Da ultimo Margaret volle andare a vedere una croce, scavata in un blocco di marmo, sulla quale si credeva fosse solito pregare San Colombano: “Visitai il gentile prete che aveva in carico questa pietra alla chiesa di S. Vito e S. Modesto a Coli e, con il suo aiuto, feci un ricalco del monumento.”
Con questo sostanzialmente terminò il lavoro della Stokes a Bobbio, ma in città rimase il ricordo di questa visita così particolare e alcune di famiglie bobbiesi riuscirono ad entrare in possesso di una copia del suo libro.(2)
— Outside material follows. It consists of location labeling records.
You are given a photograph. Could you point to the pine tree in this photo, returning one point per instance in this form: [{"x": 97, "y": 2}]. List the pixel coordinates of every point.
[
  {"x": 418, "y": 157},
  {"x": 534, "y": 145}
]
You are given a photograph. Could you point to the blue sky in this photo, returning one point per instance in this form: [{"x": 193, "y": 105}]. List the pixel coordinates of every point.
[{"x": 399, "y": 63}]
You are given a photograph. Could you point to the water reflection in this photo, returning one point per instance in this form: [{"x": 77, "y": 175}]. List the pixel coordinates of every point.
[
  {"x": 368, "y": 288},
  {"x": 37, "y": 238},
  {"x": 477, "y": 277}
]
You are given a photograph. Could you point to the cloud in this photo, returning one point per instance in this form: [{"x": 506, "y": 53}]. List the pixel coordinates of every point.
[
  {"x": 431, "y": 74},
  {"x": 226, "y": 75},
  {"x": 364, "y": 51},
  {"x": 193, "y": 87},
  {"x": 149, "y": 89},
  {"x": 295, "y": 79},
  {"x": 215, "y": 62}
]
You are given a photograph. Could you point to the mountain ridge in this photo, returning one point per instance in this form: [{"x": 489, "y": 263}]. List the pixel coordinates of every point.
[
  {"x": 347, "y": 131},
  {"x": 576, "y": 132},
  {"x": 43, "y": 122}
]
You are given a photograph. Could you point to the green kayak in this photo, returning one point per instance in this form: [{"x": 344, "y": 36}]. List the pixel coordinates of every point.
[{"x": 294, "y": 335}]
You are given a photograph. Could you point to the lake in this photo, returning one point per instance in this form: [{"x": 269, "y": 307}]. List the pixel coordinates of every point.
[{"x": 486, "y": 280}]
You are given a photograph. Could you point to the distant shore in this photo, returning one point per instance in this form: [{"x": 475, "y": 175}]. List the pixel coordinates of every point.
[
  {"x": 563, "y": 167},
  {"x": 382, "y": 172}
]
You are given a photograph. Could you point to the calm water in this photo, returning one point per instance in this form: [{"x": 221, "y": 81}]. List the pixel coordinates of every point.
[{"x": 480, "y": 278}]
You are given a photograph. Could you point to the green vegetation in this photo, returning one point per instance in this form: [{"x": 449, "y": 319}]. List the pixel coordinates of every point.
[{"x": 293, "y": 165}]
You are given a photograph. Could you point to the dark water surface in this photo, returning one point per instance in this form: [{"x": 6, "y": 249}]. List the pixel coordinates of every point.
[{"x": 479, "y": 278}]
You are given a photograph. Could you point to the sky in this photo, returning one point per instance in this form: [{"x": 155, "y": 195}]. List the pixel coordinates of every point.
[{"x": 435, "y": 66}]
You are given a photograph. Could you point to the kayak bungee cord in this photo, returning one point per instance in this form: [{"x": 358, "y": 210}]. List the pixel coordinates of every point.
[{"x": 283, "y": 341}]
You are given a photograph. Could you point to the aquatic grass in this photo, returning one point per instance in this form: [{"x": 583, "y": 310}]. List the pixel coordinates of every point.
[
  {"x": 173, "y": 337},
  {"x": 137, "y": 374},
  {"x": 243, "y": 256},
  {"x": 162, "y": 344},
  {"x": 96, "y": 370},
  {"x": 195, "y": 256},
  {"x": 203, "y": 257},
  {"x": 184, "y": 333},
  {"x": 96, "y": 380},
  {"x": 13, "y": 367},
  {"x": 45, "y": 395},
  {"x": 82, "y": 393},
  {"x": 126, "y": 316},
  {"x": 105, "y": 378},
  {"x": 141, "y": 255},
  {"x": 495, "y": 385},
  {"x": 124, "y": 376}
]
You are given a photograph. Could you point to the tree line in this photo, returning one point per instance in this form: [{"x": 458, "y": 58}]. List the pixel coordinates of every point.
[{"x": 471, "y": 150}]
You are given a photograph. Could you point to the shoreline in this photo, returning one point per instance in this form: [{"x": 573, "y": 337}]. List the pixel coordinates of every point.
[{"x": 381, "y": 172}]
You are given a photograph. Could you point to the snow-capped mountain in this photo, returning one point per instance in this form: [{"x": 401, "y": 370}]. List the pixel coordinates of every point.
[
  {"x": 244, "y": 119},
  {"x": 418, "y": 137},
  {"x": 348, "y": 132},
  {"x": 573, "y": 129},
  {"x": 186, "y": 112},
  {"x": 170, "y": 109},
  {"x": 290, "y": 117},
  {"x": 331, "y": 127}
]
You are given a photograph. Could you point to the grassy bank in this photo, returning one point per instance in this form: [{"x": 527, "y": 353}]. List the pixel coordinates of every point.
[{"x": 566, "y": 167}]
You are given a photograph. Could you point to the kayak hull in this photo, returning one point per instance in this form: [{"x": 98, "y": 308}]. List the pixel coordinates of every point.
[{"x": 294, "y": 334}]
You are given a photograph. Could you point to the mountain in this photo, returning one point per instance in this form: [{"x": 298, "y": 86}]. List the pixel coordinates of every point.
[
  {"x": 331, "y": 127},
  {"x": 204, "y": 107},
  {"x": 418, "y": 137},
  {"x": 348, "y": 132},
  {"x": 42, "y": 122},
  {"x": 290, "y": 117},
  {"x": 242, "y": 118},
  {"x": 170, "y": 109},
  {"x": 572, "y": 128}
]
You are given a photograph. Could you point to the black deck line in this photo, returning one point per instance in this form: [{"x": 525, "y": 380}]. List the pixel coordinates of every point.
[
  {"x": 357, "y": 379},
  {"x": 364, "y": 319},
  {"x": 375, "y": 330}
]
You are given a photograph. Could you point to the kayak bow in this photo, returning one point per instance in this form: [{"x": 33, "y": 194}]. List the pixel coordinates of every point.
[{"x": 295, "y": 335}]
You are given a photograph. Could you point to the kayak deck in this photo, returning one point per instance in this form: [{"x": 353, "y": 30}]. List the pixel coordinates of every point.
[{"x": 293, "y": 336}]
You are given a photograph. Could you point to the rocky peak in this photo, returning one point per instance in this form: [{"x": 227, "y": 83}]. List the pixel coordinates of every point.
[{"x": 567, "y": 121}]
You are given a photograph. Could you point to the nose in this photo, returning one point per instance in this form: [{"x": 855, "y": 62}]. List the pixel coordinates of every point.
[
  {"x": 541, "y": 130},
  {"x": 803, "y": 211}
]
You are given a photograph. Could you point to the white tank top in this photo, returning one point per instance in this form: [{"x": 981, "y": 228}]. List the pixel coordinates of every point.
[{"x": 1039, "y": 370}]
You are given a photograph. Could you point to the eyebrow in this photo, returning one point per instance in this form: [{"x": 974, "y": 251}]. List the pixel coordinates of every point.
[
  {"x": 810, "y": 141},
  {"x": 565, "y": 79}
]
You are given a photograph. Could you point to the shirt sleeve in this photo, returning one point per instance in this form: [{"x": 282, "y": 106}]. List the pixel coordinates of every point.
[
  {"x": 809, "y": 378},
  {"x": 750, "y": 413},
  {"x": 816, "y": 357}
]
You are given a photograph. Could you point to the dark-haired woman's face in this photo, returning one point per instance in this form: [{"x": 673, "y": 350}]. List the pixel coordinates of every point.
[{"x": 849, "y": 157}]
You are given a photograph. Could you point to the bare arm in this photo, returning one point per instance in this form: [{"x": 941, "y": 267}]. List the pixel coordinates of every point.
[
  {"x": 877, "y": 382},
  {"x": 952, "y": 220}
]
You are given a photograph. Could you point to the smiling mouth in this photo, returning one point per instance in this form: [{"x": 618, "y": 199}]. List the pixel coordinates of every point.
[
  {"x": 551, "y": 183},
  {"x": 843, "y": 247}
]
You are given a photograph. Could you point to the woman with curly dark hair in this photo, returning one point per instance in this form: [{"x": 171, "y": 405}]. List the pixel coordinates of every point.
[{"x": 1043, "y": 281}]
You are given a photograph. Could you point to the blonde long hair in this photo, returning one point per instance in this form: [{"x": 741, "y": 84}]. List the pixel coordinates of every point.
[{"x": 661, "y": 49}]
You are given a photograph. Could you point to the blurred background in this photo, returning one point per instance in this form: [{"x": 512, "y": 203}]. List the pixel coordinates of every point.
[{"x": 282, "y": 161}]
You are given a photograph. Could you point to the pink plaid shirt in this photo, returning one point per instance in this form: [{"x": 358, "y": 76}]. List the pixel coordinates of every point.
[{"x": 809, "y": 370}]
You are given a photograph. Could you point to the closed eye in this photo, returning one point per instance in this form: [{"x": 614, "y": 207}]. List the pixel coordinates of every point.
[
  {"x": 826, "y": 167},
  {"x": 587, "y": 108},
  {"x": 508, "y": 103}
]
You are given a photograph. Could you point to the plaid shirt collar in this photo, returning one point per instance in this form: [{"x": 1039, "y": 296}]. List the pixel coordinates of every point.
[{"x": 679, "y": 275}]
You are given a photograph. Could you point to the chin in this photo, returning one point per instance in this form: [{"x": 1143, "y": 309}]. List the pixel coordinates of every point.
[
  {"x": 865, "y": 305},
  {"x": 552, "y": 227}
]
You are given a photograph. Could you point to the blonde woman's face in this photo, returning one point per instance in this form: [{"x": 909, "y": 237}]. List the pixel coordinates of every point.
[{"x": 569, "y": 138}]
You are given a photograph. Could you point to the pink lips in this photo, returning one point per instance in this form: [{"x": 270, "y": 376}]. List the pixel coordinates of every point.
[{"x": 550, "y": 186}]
La descrizione molto accurata che l’archeologa fece della cripta della chiesa di S. Colombano e degli oggetti contenuti in essa è una miniera in informazioni molto utili anche per gli studiosi dei nostri giorni perché successivamente alla sua visita, nel 1910, l’assetto della chiesa venne modificato in maniera sostanziale; interessanti, ancora per motivi storici, sono alcune sue vedute di Bobbio (foto e disegni a matita) e del primo ponte del Barberino. Quello però che forse colpisce di più il lettore sono le descrizioni del paesaggio della valle (di cui qui si sono dati solo pochi cenni) e anche la tenacia e la competenza con cui una signora di buona famiglia dell’epoca vittoriana seppe muoversi e lavorare con tecniche pionieristiche, in luoghi a volte molto disagevoli, grazie anche alla collaborazione offerta dai valligiani.
1 In http://www.ilnotiziariobobbiese.net/wordpress/?p=772 si può leggere un articolo del 1958 contenente la storia completa del pozzo, recuperato in quell’anno; le due foto contenute nell’articolo sono della Stokes, tratte da Six months in the Apennins.
2 Attualmente è possibile leggere Six months in the Apennins scaricandolo gratuitamente da internet.